Wednesday, July 15, 2015

Darjeeling: The Colorful History and Precarious Fate of the World's Greatest Tea


Today's post is on Darjeeling: The Colorful History and Precarious Fate of the World's Greatest Tea by Jeff Koehler. It is 291 pages long including notes and is published by Bloomsbury. The cover is a picture of the hillside where Darjeeling tea is grown with a cup of it at the top. The intended reader is someone interested in history, India, and tea. There is no sex, no language, and no violence in this book. The story is told from the third person without the author's voice at all. There Be Spoilers Ahead.
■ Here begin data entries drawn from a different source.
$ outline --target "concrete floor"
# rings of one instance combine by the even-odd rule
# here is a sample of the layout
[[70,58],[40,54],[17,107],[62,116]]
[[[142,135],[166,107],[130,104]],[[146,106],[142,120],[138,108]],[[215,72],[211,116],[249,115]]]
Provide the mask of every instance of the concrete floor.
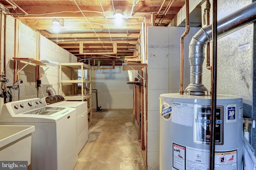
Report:
[[89,139],[74,170],[146,170],[132,109],[92,113]]

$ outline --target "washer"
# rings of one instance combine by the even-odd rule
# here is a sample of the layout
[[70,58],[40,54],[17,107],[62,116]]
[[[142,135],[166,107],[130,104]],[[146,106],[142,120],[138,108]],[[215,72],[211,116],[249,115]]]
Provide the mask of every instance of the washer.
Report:
[[0,124],[35,126],[32,170],[70,170],[78,160],[76,114],[74,108],[48,106],[36,98],[4,104]]
[[76,109],[76,128],[78,154],[88,141],[88,115],[87,102],[66,101],[61,95],[50,96],[42,99],[48,106],[68,107]]

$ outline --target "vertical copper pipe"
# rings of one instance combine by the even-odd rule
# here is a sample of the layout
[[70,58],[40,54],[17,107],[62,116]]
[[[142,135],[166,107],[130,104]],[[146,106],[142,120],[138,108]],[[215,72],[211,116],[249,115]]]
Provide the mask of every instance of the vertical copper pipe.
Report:
[[[206,8],[205,9],[206,12],[206,25],[208,25],[210,24],[210,9],[211,8],[211,4],[210,3],[210,0],[206,0]],[[206,46],[206,68],[209,70],[211,70],[211,87],[210,88],[210,92],[212,94],[212,66],[210,65],[210,42],[207,43],[207,45]]]
[[[0,17],[0,39],[2,39],[2,29],[3,26],[3,23],[2,23],[2,16],[3,15],[3,12],[2,11],[1,11],[1,16]],[[0,61],[1,60],[1,57],[2,57],[2,42],[0,41]],[[0,74],[2,74],[2,66],[1,63],[0,63]]]
[[163,6],[164,6],[164,3],[165,3],[165,1],[166,1],[166,0],[164,0],[164,2],[163,2],[163,3],[162,3],[162,5],[161,6],[161,7],[160,7],[160,8],[159,9],[159,10],[158,10],[158,12],[157,12],[157,14],[156,14],[156,17],[155,17],[155,19],[156,19],[156,18],[158,16],[158,15],[159,15],[159,13],[160,13],[160,12],[161,11],[161,10],[162,10],[162,8],[163,8]]
[[[4,14],[4,74],[6,75],[6,16]],[[2,38],[2,37],[1,37]]]
[[213,8],[212,11],[212,76],[213,81],[212,83],[212,100],[211,100],[211,133],[210,139],[210,169],[214,170],[215,156],[215,126],[216,125],[216,117],[217,105],[217,0],[213,1]]
[[184,94],[183,84],[184,70],[184,38],[189,32],[190,28],[189,23],[189,4],[188,0],[186,0],[186,30],[180,37],[180,94]]

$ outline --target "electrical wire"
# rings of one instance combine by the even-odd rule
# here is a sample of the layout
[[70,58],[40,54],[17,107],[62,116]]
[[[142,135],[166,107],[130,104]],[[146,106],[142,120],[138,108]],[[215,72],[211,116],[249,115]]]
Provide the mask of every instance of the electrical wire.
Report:
[[[115,10],[114,10],[114,5],[113,5],[113,9],[114,10],[114,12],[112,12],[112,11],[106,11],[105,12],[105,13],[111,13],[114,14],[114,13],[115,12]],[[52,15],[52,14],[62,14],[62,13],[78,13],[78,12],[96,12],[96,13],[102,13],[103,12],[101,12],[101,11],[88,11],[88,10],[81,10],[80,11],[62,11],[60,12],[51,12],[51,13],[43,13],[43,14],[30,14],[29,15],[30,16],[43,16],[43,15]],[[133,13],[134,14],[136,14],[136,15],[140,15],[140,14],[141,14],[141,15],[151,15],[152,14],[155,14],[155,13],[157,13],[158,12],[133,12]],[[130,12],[129,12],[128,13],[127,13],[127,12],[124,12],[124,13],[127,15],[130,14]],[[168,13],[167,13],[166,14],[177,14],[178,13],[178,12],[168,12]],[[160,15],[163,15],[164,13],[164,12],[162,12],[162,12],[160,12],[159,14]],[[56,18],[60,18],[61,17],[55,17]]]
[[[103,25],[103,26],[107,26],[107,25],[109,25],[109,26],[115,26],[116,25],[111,25],[111,24],[104,24],[102,23],[96,23],[95,22],[85,22],[85,21],[65,21],[64,22],[64,23],[68,23],[68,22],[82,22],[82,23],[90,23],[93,24],[96,24],[96,25]],[[130,25],[130,24],[141,24],[142,23],[142,22],[137,22],[137,23],[123,23],[123,24],[120,24],[120,25]]]
[[111,35],[110,35],[110,31],[109,30],[109,27],[108,26],[108,20],[107,20],[107,17],[106,16],[106,14],[105,14],[105,12],[104,12],[103,7],[102,7],[102,5],[101,4],[101,2],[100,2],[100,0],[99,0],[99,1],[100,1],[100,6],[101,7],[101,9],[102,9],[102,11],[103,12],[103,14],[104,14],[104,16],[105,16],[105,19],[106,19],[106,22],[107,23],[107,25],[108,26],[108,33],[109,34],[109,37],[110,38],[110,41],[111,41],[111,43],[112,43],[112,45],[114,46],[113,41],[112,41],[112,38],[111,38]]
[[115,8],[114,7],[114,2],[113,2],[113,0],[112,0],[112,5],[113,5],[113,10],[114,10],[114,12],[115,12],[116,10],[115,10]]
[[80,7],[79,7],[79,6],[78,6],[78,4],[76,3],[76,0],[74,0],[74,2],[75,2],[75,3],[76,4],[76,6],[77,6],[77,8],[78,8],[79,9],[79,10],[81,12],[81,13],[82,14],[82,15],[83,15],[83,16],[84,16],[84,18],[86,19],[86,20],[89,23],[89,24],[90,24],[90,26],[91,26],[91,27],[92,29],[92,30],[93,30],[94,32],[95,33],[95,35],[96,35],[96,36],[98,38],[98,39],[99,40],[99,41],[100,41],[100,43],[102,43],[102,44],[103,46],[103,47],[104,48],[105,48],[105,49],[107,50],[107,51],[108,51],[108,53],[109,53],[109,51],[108,51],[108,50],[107,48],[104,45],[104,44],[103,44],[103,43],[102,43],[102,41],[100,40],[100,37],[99,37],[99,36],[96,33],[96,32],[95,32],[95,30],[94,30],[94,28],[93,28],[93,27],[92,27],[92,24],[91,24],[91,23],[90,23],[90,22],[89,22],[89,21],[87,19],[87,18],[86,18],[86,17],[84,15],[84,14],[83,13],[83,12],[82,12],[82,10],[81,10],[81,9],[80,9]]

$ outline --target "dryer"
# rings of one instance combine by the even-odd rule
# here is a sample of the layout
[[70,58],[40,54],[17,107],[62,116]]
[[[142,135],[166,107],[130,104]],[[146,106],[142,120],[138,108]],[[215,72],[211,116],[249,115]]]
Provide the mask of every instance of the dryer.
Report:
[[35,126],[32,170],[70,170],[78,160],[76,114],[74,108],[47,106],[37,98],[27,99],[4,104],[0,125]]
[[61,95],[50,96],[42,98],[42,100],[48,106],[68,107],[76,109],[77,153],[78,154],[88,141],[87,102],[68,102]]

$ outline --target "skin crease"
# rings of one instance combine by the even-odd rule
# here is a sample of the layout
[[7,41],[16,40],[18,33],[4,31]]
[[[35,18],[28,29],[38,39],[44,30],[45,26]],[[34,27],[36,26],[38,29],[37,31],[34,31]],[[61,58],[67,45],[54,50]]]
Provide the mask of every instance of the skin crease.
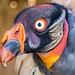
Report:
[[[37,10],[36,10],[37,11]],[[46,10],[46,11],[48,11],[48,10]],[[29,13],[32,13],[32,12],[30,12],[30,10],[28,11]],[[28,13],[27,12],[27,13]],[[34,11],[35,12],[35,11]],[[39,13],[34,13],[33,12],[33,16],[34,15],[36,15],[35,17],[34,17],[34,21],[36,20],[36,17],[37,17],[37,15],[39,14]],[[52,11],[53,12],[53,11]],[[26,12],[25,12],[26,13]],[[22,20],[23,21],[23,19],[24,20],[26,20],[26,18],[28,19],[28,17],[22,17],[22,15],[24,15],[24,13],[23,14],[21,14],[21,16],[19,16],[19,18],[17,19],[17,21],[16,21],[16,23],[17,22],[19,22],[20,20]],[[69,15],[70,15],[70,13],[69,13]],[[27,14],[27,16],[28,16],[28,14]],[[39,14],[39,16],[41,17],[41,15]],[[38,17],[39,17],[38,16]],[[71,15],[71,16],[69,16],[70,18],[73,18],[73,15]],[[68,21],[71,21],[71,19],[68,17]],[[29,19],[30,19],[30,17],[29,17]],[[29,20],[28,19],[28,20]],[[25,24],[26,25],[26,22],[25,21],[23,21],[24,23],[23,24]],[[30,21],[31,23],[33,22],[33,21]],[[50,20],[50,22],[51,22],[51,20]],[[48,23],[49,24],[49,23]],[[73,26],[74,26],[74,20],[73,20],[73,23],[71,22],[71,23],[69,23],[70,25],[72,25],[72,27],[70,27],[70,25],[69,25],[69,27],[70,27],[70,30],[69,30],[69,38],[68,38],[68,43],[67,43],[67,46],[66,46],[66,48],[65,48],[65,50],[64,50],[64,52],[62,53],[62,55],[61,55],[61,57],[60,57],[60,59],[51,67],[51,69],[53,70],[53,72],[50,74],[48,71],[47,72],[45,72],[45,68],[43,68],[43,69],[41,69],[41,70],[43,70],[43,72],[45,73],[45,75],[74,75],[74,73],[75,73],[75,71],[74,71],[74,69],[75,69],[75,67],[74,67],[74,63],[75,63],[75,61],[74,61],[74,53],[72,52],[72,53],[70,53],[69,52],[69,50],[71,51],[72,49],[70,49],[71,47],[73,47],[73,46],[71,46],[71,44],[70,43],[72,43],[71,41],[72,41],[72,39],[71,39],[71,37],[70,36],[72,36],[72,32],[71,32],[71,29],[73,29],[74,30],[74,28],[73,28]],[[30,25],[30,24],[27,24],[27,25]],[[29,27],[29,26],[28,26]],[[26,26],[25,26],[25,28],[26,28]],[[27,29],[27,28],[26,28]],[[25,30],[26,30],[25,29]],[[30,28],[28,29],[28,30],[30,30]],[[27,30],[27,32],[28,32],[28,30]],[[72,30],[72,31],[73,31]],[[37,34],[36,34],[37,35]],[[38,37],[40,37],[40,35],[38,36]],[[73,36],[74,37],[74,36]],[[72,37],[72,38],[73,38]],[[70,47],[70,48],[69,48]],[[74,50],[73,50],[74,51]],[[72,60],[71,60],[71,58],[72,58]],[[34,60],[35,60],[35,63],[37,63],[36,62],[36,60],[37,59],[40,59],[39,57],[35,57],[35,54],[34,54]],[[73,62],[72,62],[73,61]],[[72,64],[70,64],[72,62]],[[43,63],[42,61],[39,61],[38,63]],[[37,63],[37,64],[38,64]],[[38,64],[38,66],[40,67],[40,65],[41,64]],[[44,66],[44,65],[42,65],[42,66]],[[42,67],[41,66],[41,67]],[[40,69],[40,68],[39,68]]]
[[[38,65],[40,71],[43,72],[45,75],[74,75],[75,33],[73,32],[75,31],[75,16],[68,13],[68,10],[66,11],[66,8],[58,4],[52,4],[50,6],[48,6],[49,4],[47,6],[46,5],[28,8],[21,12],[15,19],[15,25],[21,23],[25,28],[25,52],[33,53],[33,58],[36,65]],[[50,71],[46,68],[45,63],[39,58],[39,56],[35,52],[43,52],[41,48],[43,48],[44,46],[48,45],[53,41],[47,29],[55,22],[56,19],[60,17],[62,9],[65,10],[65,18],[69,23],[68,42],[59,60],[56,63],[54,63],[54,65],[51,67],[52,72],[50,73]],[[38,20],[39,18],[44,18],[47,22],[47,27],[42,32],[34,28],[34,24],[36,20]]]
From the dust jacket- Darjeeling's tea bushes run across a mythical landscape steeped with the religious, the sacred, and the picturesque. Planted at high elevation in the heart of the Eastern Himalayas, in an area of northern India bound by Nepal to the west, Bhutan to the east, and Sikkim to the north, the linear rows of brilliant green, waist-high shrubs that coat the steep slopes and valleys around this Victorian "hill town" produce only a fraction of the world's tea, and less than one percent of India's total. Yet the tea from that limited crop, with its characteristic bright, amber-colored brew and muscatel flavors--delicate and flowery, hinting of apricots and peaches--is generally considered the best in the world.
This is the story of how Darjeeling tea began, was key to the largest tea industry on the globe under Imperial British rule, and came to produce the highest-quality tea leaves anywhere in the world. It is a story rich in history, intrigue and empire, full of adventurers and unlikely successes in culture, mythology and religions, ecology and terroir, all set with a backdrop of the looming Himalayas and drenching monsoons. The story is ripe with the imprint of the Raj as well as the contemporary clout of "voodoo farmers" getting world record prices for their fine teas--and all of it beginning with one of the most audacious acts of corporate smuggling in history.
But it is also the story of how the industry spiraled into decline by the end of the twentieth century, and how this edenic spot in the high Himalayas seethes with union unrest and a violent independence struggle. It is also a front-line fight against the devastating effects of climate change and decades of harming farming practices, a fight that is being fought in some tea gardens--and, astonishingly, won--using radical methods.
Jeff Koehler has written a fascinating chronicle of India and its most sought-after tea. Blending history, politics, and reportage together, along with a collection of recipes that tea-drinkers will love, Darjeeling is an indispensable volume for fans of micro-history and tea fanatics.

Review- At times a very interesting account of India and tea but at times it is very slow and a little boring. Maybe because I am really just interested in the history or social parts of the book but when he would go on about the weigh of tea and the prices for it, it was not easy to hold my interest. When Koehler was writing about the history of Darjeeling and how tea came to be grown in India that was very interesting. This book is about more than just tea in India; it is about how colonialism has shaped India. From the way that tea to grown to how it is drunk, the British are still affecting India. But it is also about how the Indians are retaking their history, their country, and its exports. It is interesting to see how tea is seen socially as women's work but that does come with some troubles.  The changes that India has seen over the course of its history is truly breath-taking and this book does cover some of that. But this is about how tea and India have worked together.

I give this book a Three out of Five stars. I get nothing for my review and I borrowed this book from my local library.